# T jet armature info needed



## Redwater slot (Jun 27, 2012)

I came across a t jet armature that I don't see on the slotmonsters site.It is a green tip red wire armature and it ohms at 7.5.Any help on origins and application would be appreciated.


----------



## rholmesr (Oct 8, 2010)

Its an early afx armature. These were mostly green wire and many were tan wire but they did make some with red wire and the red wire ones do ohm a bit higher than the others. Some other early afx had red tip with green wire i.e tuffones arms they were probably using up.


----------



## Redwater slot (Jun 27, 2012)

Thanks Rholmesr,here's the pic.I had to use photobucket.:wave:http:// [URL=http://s722.photobucket.com/user/robotron2015/media/KIMG0027_zps1zmkfkif.jpg.html][/URL]


----------



## Bill Hall (Jan 6, 2007)

I've had two of those over the years.

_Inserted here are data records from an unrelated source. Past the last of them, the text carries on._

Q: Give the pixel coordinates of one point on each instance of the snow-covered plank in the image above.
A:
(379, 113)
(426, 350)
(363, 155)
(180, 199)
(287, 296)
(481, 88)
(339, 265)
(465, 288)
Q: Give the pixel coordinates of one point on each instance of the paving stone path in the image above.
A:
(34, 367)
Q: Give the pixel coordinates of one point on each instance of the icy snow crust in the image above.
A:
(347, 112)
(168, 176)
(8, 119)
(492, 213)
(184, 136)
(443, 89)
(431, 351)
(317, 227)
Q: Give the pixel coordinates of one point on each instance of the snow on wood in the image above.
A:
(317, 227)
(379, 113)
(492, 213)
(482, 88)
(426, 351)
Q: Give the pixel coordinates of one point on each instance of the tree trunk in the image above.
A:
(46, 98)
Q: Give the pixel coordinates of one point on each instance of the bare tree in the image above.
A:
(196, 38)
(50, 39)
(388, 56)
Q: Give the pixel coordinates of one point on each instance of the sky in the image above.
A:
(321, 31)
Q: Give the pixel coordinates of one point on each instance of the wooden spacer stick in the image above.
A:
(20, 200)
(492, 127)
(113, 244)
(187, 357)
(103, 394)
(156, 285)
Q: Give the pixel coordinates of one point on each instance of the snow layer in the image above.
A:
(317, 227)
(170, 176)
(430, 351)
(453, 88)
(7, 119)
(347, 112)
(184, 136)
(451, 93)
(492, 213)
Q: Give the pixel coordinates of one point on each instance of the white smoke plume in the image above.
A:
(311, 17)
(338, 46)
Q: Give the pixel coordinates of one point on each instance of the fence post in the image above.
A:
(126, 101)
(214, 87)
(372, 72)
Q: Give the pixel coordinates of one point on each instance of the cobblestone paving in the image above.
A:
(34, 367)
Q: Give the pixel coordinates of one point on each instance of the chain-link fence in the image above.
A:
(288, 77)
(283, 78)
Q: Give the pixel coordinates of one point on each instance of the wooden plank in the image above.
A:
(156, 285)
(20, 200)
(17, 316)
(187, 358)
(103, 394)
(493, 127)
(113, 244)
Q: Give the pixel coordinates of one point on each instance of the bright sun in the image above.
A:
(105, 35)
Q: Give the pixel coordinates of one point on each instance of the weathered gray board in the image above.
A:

One scattered some years back and went to Sgrigs for rewind. The other is lost somewhere in my car collection.

Barf green stacks, thin red wire, high turn count , T-jet comm plate, runs a hair warm ... right?

Likely a Speed Wind or a re-wind.


----------



## TheRockinator (May 16, 2007)

The one I had didn't just run "warm" it suffered a nuclear meltdown. Took a decent chassis with it. Last seen in a waste basket on it's way to the trash can. Been years.

Later The I was so excited to find a Green with red wire arm and it ohm'ed out a 6 per pole too Rockinator


----------



## Redwater slot (Jun 27, 2012)

Thanks guys,I guess this arm has no applications.But if I may ask what chassis with what magnets where you using?How does a arm TAKE out the whole chassis with it? Should I ask for my $8 back?:wave:


----------



## TheRockinator (May 16, 2007)

It took out the whole chassis by getting so hot it melted/burned the chassis.

I was trying to run it with weak stock t-jet magnets. I just wasn't paying close enough attention to it as is struggled around the track. I didn't know enough then to take a bad running car off the track and check for heat, freedom of rotation, etc.

Later The have NOT burned up any t-jets since then but I did scorch a Poly Mag Tyco build on my first attempt to build one of those Rockinator


----------